At this point, I’m done being a malevolent Diva. “This point” could be forever or for the next five minutes. But really, I just want to be his. That isn’t stupid, that’s true. The part of me that can sweettalk a brick can go to hell; I am not the Black Widow. I am a Benevolent Diva, but more than anything I use to explain, I am Haley. And finally, it’s enough (for me, at least).
Ashes to ashes and dust to dust is a weird death sentence, but think about it in the context of a Phoenix. They resurrect, they heal, they shed the past, they flit away and forward and towards and underneath constantly. They are kind. They are fire. And they are rare but beautiful.
Love is a lot like that. I used to be most afraid of being trapped. I always used to think of it as a cage. Trapped in just one dream. Trapped in silence. Trapped in stillness. Trapped in general.

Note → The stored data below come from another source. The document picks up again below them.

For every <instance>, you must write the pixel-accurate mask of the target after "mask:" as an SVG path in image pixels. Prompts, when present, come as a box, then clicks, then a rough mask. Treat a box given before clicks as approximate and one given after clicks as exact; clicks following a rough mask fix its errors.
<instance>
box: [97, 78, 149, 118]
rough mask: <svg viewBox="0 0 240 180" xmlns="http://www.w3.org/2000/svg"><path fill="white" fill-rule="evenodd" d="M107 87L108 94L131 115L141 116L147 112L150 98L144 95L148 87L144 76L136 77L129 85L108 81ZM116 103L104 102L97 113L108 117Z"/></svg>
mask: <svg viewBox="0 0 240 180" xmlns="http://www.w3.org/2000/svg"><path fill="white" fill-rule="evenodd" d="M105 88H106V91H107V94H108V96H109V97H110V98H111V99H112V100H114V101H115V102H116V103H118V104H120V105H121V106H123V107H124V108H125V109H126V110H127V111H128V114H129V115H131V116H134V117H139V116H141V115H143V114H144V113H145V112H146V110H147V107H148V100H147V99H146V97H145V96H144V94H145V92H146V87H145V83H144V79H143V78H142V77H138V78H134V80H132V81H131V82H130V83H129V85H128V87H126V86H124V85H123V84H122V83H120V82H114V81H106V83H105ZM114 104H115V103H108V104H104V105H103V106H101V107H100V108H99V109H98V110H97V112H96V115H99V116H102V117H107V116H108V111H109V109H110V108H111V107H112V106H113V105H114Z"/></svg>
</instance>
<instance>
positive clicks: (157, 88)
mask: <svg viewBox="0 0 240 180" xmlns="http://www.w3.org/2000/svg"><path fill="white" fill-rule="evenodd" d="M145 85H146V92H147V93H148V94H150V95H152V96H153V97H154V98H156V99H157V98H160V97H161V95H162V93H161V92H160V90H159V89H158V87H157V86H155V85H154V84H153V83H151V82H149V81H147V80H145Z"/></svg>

But God, how I would love to be trapped when I think about having him to be trapped with. I wouldn’t even notice. It would be years before I cared. I could die a cute little captive bird, and hopefully he’d die right after me. But trapped was never outside of me. Trapped was the fear that never left. Oh God, thank you for taking it away.
Papa, please look after him while he is patiently doing his thing away over there. Please calm me down so I don’t freak out. The freaking out isn’t my fault, but I can control it if I ask for your help. Your goodness is the same stupid goodness that I see when he smiles. It is enough.
And please, find some way to tell him all of this. I can’t. At least, I feel like he doesn’t want to hear it yet. I still have September entries to share; this seems like way more than I have the right to fork over and fling. But I love him. And please tell him somehow.
Anyways Papa, it’s been a crazy year since last Thanksgiving in the kitchen in the Schol Halls. Please watch over all my friends and family there, and all of the people that are alone this Thanksgiving. I love you, and I’m grateful to be alive. Thank you.